За весь день они съели по дольке шоколада и по галетине. В кипяток прибавили спирта и теперь, посушившись и умывшись, дремали у костерка. Спать условились по очереди.
Первую половину ночи не спал Борисов. В лесу плакал филин, на болоте кричала выпь. Шорохи ночи, ночной холод и ночная тишина пугали и настораживали.
Летчик спит на чистой постели; ночью, если он не летает, для него как бы кончается война. Кончается и потом приходит снова. Но он ест из тарелки и за столом и пьет из стакана. И он не всегда знает, что значит спать на земле, и шагать по грязи, и перемазаться в глине от сапог до фуражки, и мокнуть под дождем, и пить из лужи, если нет воды и очень хочется пить, и голодать, и жевать свой последний сухарь, твердый, как подкова. Борисов воевал в небе, и эта первая ночь в плену у воды, и сон на земле под открытым небом, и чувство голода — все было новым и, как все новое, обостряло жизнь; и соль, казалось, стала бы солонее, если была бы соль.
Луну спрятал туман, в нем растворились дальние стволы, кусты.
— Коля, — спросил шепотом Борисов, — ты ничего не слышишь?
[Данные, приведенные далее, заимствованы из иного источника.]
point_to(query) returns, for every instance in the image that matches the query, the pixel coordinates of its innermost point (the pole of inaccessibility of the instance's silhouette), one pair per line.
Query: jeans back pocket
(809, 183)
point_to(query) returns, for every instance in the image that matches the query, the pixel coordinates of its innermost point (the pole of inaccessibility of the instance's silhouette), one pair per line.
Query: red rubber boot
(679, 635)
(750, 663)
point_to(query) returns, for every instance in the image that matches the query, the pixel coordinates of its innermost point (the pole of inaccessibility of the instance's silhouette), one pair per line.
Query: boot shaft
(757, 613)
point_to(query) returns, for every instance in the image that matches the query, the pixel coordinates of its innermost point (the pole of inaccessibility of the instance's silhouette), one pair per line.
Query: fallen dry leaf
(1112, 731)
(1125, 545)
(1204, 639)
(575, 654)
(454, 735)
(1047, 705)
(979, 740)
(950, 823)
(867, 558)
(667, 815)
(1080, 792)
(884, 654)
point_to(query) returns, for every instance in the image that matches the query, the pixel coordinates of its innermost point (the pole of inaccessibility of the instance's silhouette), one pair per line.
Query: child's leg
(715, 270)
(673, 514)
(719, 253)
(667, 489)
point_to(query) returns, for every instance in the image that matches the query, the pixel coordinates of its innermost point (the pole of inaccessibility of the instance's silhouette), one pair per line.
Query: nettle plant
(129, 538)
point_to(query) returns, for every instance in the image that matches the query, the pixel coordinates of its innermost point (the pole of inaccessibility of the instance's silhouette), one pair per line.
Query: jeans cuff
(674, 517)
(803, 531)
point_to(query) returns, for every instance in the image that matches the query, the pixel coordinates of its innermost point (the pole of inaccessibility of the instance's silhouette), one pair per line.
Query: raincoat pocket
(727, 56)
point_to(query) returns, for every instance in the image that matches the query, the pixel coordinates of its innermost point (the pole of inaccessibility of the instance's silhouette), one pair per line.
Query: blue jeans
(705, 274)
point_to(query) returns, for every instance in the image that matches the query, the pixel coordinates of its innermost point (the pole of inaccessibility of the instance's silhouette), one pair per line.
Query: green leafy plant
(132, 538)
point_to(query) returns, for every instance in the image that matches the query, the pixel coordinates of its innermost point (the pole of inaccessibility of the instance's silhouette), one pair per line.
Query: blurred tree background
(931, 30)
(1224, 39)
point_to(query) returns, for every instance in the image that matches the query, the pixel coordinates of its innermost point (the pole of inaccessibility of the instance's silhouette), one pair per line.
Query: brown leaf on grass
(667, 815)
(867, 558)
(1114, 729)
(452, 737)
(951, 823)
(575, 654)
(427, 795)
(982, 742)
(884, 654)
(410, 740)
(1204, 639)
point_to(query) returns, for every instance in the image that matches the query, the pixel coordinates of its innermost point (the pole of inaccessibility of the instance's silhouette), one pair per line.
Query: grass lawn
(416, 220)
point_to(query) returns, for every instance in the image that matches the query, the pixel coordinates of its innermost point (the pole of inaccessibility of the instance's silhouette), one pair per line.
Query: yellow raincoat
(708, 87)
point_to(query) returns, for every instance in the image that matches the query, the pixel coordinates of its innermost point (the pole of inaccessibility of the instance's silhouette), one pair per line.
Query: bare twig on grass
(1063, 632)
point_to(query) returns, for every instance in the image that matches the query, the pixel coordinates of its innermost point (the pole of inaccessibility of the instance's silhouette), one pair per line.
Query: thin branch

Морозов мгновенно смахнул с себя сон, прислушался.
За туманом лепетала вода.
— Это река, — шепотом сказал Морозов. — Она возвращается в русло, она, понимаешь, вышла из берегов, сопит и плещется. Ты разве никогда не слышал?
— Дай закурить.
Морозов с вечера собрал все папиросы в общий фонд. Их осталось тридцать.
— Бери, — сказал он, — на твоем счету ровно десять. Кури хоть все подряд.
— Я одну! Когда куришь — будто теплее.
— Поспи.
Борисов привалился к спине Ивашенко, а Морозов, положив пистолет на колени, сел спиной к стволу старой сосны.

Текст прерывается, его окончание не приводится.